レーシングスーツのカラーリングは一般道で使用するウェアと違い “目立ってナンボ、自己主張の塊” といった考え方もあり、遠目にパッと見て誰と分かる様に仕上げるのが基本ですが、同時に所属するチームやスポンサー等のイメージを明確に表現することも大切です。私も今まで数多くのカラーリングやデザインに携わってきましたが、要求されたイメージを満たしながら “いかに格好良く見えるか” を考え、ディスプレイに映し出されたカラーリングを見て、スーツとなった現物の状態をリアルに想像しながら配色していきます。ただ私の場合、実はだいたい決まったパターンというか、そういった暗黙のルールの様なものが存在するのです。

まずメインとなる色を2色決めますが、これがいわゆる “チームやスポンサーのイメージカラー” となります。次に、色の境界線をハッキリ見せるため、できるだけ明暗の差が大きい色が隣合わせとなる様に組み合わせますが、最初に決めた2色が似たような色の場合は、その間に白や黒等を差し込むことで境目を作り、見た目にクッキリする様にしつつ、全体のバランスを見ながら相性の良い別の色を加える場合もあります。またレーシングマシンは黒いシートラバーの影響で、ヒップがすぐに黒ずんでくるため、この部位には出来るだけ濃いめの色を使用します。また、全体的に明るめの色が多いと感じた時は、袖裏や衿、シャーリング(伸縮パーツ)等に黒を使用することで引き締まった雰囲気を出すこともできます。もし、WEBサイトの カラーオーダー 等で「どうもフワついた感じだな…」と思ったら、チョットした部位に黒を使うだけでかなり違ったイメージに変わるでしょう。

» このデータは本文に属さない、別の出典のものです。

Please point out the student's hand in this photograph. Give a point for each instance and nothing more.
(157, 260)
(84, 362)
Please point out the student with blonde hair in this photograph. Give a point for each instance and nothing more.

また、バックスタイルを格好良く見せるため、ヒップから腰のシャーリングは一体感のある配色を行いますが、こうすることで腰高なイメージとなり、上半身を短く、下半身を長く見せることができるのです。ま、半分は詐欺みたいなものですが、仮に背中と腰シャーリングに一体感を持たせた場合、上下の境界線が下がってしまうため足が短く見えてしまうんですね。

といった感じで、選手ひとりひとりに “格好良く” なってもらうため、カラーリングひとつをとっても数多くの試行錯誤を重ねている訳ですが、以前にもお話しした様に “好み” も大きく分かれるので、難しい要素ですよね。次回は選手の名前に代表される “レタリング” についてお話をしてみようと思います。